How many pounds of raspberries do I want to use for 3 gal of pee?

Is it 2 pounds per gallon?


----------



## FTC Wines (Dec 19, 2010)

I used 3- 12 oz. bags of frozen raspberries & a 11.5 oz can of frozen red grape juice to make a gallon of raspberry wine. Then used the slurry & maybe an extra 16 oz. of the fermenting wine at 1.030 and added that to the 5.5 gal. batch of SP. It's making an awesome SP. & I have 3 liters of raspberry wine left that I will either drink separately or blend with the SP to make it even more raspberry later if desired. hope that helps, Roy


----------



## abefroman (Dec 21, 2010)

FTC Wines said:


> I used 3- 12 oz. bags of frozen raspberries & a 11.5 oz can of frozen red grape juice to make a gallon of raspberry wine. Then used the slurry & maybe an extra 16 oz. of the fermenting wine at 1.030 and added that to the 5.5 gal. batch of SP. It's making an awesome SP. & I have 3 liters of raspberry wine left that I will either drink separately or blend with the SP to make it even more raspberry later if desired. hope that helps, Roy


Thanks!

So the flavor of the skeeter pee is largely based upon the slurry?

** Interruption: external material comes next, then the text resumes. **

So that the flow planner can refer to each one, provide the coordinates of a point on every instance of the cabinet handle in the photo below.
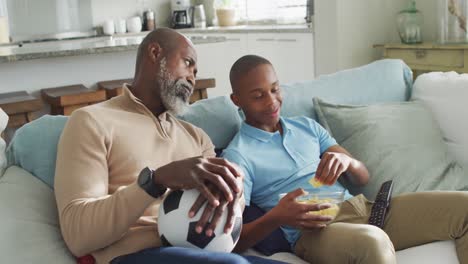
(420, 54)
(265, 39)
(287, 40)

If I'm trying to add some raspberry flavor to a lemon SP, what would you say to use per gallon?

Per the f-pac recipe, for 3 gallon I would need about 4.5 pounds, assuming 15# of fruit makes 3 gal, and going with a 30% f-pac, do those proportions hold true for flavoring a wine not made with that fruit? For example a skeeter pee or mead?

Or does it make more sense to try to integrate the raspberries while its fermenting, and then f-pac it at the end as well?


----------



## FTC Wines (Dec 22, 2010)

the slurry does give SP some flavor & color. My raspberry SP looks great & tastes ok but it's only 15 days old! I still have 3 liters of raspberry wine left that I will blend with the raspberry SK prior to bottling, in approx. 6 mo. I have not done an F Pac yet to any of my wines, but read a lot about it, so I may try one soon. I do use Whitehouse Apple Juice to top off & sweeten my Apple Wine prior to bottling, guess that's sort of a F Pac. Roy


----------